6 Differences Within Marketing Automation Systems

Marketing Automation 6 Differences Within Marketing Automation SystemsYears ago we wrote a blog post  titled “How to select a Marketing Automation System” which highlighted five things to consider when selecting a marketing automation system including support, the ability to create a simple email, visual campaigns, AB testing, and database campaign integration. Both systems and marketers evolved since then and while the above mentioned features are still important they are no longer as different as they used to be.

The most popular systems such as Elqoua, Marketo, Pardot, Act-On, and Hubspot are all offering comparable features when it comes to creating simple email campaigns. These system providers realized that most marketers spend a lot of time creating emails and drip campaigns hence most of these vendors perfected the features that are necessary for this purpose. While there are some differences on how they achieve the end result, marketers would be able to manage these activities with either one. So what are the differences between these systems?

Just to mention a few:

1. Synchronization

Most marketers think that after the initial synchronization they would not have to think about synchronization. But more often than not business needs, goals, and processes will change and mapping and synchronization will need to be adjusted. All systems synchronize with a database, however not all are easily manageable after the initial synchronization.  Some synchronization and mappings are not manageable in one place on the marketing automation side. To give one example some systems do not have the option for the administrator to de-map fields between the marketing automation system and the database. The marketer would have to go to an individual field and block the updates on the marketing automation side and go to the database and hide the field from the marketing automation database user profile on the database side. Adding new fields, de-mapping fields, deleting fields, managing updates to fields–all should be in one place and controlled by the admin on the marketing automation side.

2. Scoring

Two things that can be different about scoring are the number of scoring fields available and how the scores are added up. Some systems only have one scoring field. What should marketers do who, for example, had to score things differently for each division and needed different scoring fields to house those scores? As for the differences in adding up scores, some systems add scores to the existing score when a new scorable value becomes available or there is a new scorable activity. The problem with this concept is that the existing score could have accumulated during the years so it is not really reflective of the current value of the lead’s activities. Yes, we can always deduct points for “inactivity” but based on what–will we balance the accumulated versus inactivity amounts? Some systems do not just add scores but the lead is entered into the scoring program every time they do something or a new scorable field is available, and based on their current activities and attributes a new total score is calculated reflecting the current value of the lead.

3. Filtering

When marketing automation vendors give a demo they focus on a quick overview of how a marketer would create an email, a form, a landing page, a list and how all those elements can be connected to create a campaign. Even if the marketer asks about filters the answer would be that the system has that feature. However, anyone who ever worked with a marketing automation system will tell you that creating lists are becoming very complex which requires a complex filtering capability. Filters that are only able to deliver results for A and/or B filtering are no longer enough. Current marketing activities require more advanced filtering capabilities.

4. Progressive Profiling

Some systems claim to have a progressive profiling form but many marketers would not consider a sequence of individual forms a progressive profiling form. If we are trying to collect answers to 30 questions and we do not want to show more than 5 fields each time then some systems would suggest having 6 forms served up in a sequence to gather that information. That means that on the first visit we would show form 1, on the second visit form 2 and so on. But what if we already have some of the values in the database from form 1? Why would we need to show those questions on form 1? A true progressive profiling form is based on a sequence of field values, which means that we can have the 30 different questions on a form and tell the system to show only 5 of those fields we have no values for in our database during each visit.

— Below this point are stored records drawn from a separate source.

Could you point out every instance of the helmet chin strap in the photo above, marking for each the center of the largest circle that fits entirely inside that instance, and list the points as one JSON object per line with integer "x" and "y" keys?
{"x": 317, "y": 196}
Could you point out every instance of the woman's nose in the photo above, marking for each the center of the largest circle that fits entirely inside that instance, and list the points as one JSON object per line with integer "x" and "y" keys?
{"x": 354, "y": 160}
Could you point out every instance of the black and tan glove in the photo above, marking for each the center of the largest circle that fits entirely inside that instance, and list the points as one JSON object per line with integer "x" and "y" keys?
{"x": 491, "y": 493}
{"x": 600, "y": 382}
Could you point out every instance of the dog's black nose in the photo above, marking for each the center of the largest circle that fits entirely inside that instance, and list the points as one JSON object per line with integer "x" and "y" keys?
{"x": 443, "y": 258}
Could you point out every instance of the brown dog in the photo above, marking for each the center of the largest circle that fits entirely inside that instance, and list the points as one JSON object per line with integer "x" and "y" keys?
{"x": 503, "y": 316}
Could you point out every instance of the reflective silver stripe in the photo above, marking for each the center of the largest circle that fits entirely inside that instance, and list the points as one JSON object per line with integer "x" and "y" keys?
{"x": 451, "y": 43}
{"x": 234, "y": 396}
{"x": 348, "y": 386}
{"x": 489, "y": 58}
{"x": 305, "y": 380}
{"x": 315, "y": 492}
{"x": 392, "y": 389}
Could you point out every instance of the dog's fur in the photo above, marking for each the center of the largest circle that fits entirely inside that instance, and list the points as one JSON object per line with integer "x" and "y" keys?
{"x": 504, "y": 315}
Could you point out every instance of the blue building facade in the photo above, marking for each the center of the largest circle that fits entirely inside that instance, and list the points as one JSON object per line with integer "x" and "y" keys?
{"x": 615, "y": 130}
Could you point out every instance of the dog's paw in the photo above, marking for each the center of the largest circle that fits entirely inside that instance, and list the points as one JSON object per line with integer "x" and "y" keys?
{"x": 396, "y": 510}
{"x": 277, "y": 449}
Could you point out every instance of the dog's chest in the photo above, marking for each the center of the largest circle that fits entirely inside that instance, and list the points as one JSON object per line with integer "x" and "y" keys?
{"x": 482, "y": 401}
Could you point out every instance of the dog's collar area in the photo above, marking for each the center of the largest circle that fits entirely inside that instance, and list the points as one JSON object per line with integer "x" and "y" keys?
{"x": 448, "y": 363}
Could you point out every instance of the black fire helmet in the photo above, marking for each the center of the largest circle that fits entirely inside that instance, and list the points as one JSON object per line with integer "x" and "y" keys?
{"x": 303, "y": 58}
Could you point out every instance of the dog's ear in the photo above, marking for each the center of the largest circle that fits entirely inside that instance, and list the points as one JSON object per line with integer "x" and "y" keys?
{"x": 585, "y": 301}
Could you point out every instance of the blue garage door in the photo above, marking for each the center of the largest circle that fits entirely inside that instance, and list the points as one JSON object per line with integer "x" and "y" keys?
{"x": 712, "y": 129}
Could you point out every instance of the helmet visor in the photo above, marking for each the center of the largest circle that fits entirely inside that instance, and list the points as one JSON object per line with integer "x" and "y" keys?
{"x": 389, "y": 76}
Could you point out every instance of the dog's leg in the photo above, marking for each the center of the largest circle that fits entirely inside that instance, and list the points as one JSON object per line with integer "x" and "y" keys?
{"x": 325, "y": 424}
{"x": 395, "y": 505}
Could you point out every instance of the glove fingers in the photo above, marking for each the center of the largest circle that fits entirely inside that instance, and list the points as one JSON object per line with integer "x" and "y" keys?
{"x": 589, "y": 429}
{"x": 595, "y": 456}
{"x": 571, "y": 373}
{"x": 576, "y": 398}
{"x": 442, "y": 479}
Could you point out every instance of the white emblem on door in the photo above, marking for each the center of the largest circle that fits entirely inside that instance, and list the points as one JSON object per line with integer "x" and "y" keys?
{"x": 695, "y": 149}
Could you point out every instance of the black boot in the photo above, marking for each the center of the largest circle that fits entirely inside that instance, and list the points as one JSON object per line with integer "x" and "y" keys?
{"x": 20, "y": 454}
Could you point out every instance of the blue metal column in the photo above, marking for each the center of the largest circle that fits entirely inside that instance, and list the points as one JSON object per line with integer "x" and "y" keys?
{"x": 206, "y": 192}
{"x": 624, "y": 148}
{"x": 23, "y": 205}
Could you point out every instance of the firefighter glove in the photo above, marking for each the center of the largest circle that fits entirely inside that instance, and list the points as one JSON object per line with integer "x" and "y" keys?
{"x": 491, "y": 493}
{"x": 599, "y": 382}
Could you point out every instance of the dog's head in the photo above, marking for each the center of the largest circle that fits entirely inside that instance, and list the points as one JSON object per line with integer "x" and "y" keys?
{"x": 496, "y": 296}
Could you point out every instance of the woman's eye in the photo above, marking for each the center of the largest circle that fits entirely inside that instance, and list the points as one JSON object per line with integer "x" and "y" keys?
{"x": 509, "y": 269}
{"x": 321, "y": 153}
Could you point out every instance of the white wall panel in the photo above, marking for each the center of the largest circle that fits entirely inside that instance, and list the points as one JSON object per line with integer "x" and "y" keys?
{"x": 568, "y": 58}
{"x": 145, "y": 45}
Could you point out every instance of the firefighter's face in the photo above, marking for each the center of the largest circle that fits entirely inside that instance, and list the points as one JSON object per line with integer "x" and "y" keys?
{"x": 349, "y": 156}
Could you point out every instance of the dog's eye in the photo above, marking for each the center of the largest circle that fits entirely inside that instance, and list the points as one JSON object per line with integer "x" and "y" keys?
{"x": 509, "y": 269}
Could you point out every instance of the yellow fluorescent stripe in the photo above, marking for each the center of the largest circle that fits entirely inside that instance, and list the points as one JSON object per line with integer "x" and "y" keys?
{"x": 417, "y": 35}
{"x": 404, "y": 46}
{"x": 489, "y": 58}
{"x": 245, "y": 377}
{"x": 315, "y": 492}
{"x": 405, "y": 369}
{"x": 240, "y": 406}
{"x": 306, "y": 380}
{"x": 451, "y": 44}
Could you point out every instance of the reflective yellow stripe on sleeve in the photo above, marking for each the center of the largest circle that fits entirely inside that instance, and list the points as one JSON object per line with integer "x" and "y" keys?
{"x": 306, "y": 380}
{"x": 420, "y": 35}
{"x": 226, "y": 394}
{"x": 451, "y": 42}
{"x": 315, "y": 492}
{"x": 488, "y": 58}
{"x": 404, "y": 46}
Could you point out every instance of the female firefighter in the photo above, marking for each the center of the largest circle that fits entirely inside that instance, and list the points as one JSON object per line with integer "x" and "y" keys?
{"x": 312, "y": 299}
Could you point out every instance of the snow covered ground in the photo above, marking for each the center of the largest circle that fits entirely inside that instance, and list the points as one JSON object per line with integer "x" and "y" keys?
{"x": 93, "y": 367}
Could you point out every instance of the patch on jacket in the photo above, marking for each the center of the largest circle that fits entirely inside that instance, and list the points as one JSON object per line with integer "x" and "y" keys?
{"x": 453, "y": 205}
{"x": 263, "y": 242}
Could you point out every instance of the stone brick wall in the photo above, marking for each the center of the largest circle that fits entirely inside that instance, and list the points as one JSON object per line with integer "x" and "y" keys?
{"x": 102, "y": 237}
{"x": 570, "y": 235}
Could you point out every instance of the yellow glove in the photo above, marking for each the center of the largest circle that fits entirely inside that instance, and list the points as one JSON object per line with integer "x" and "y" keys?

6. Renaming Elements and editing templates

This may seem like an easy thing to do but to our surprise renaming fields, lists, emails, landing pages, forms, campaigns and folders are not always possible or easy to do as it should be.  Most marketers who start out with marketing automation or start a new position inheriting a marketing automation system managed by others previously will want to revamp their organization including naming conventions. Not being able to do so will pose considerable problems. As for templates, most of us are using them not only because it makes our day to day activities easier but also because if we needed to change something we would have the ability to make that change in one place updating all of the other emails that were based on that template. However, we often find that some systems do not update emails retroactively that were based on the edited templates and some, while the template is updated, require manual approval of each email that was based on the updated template.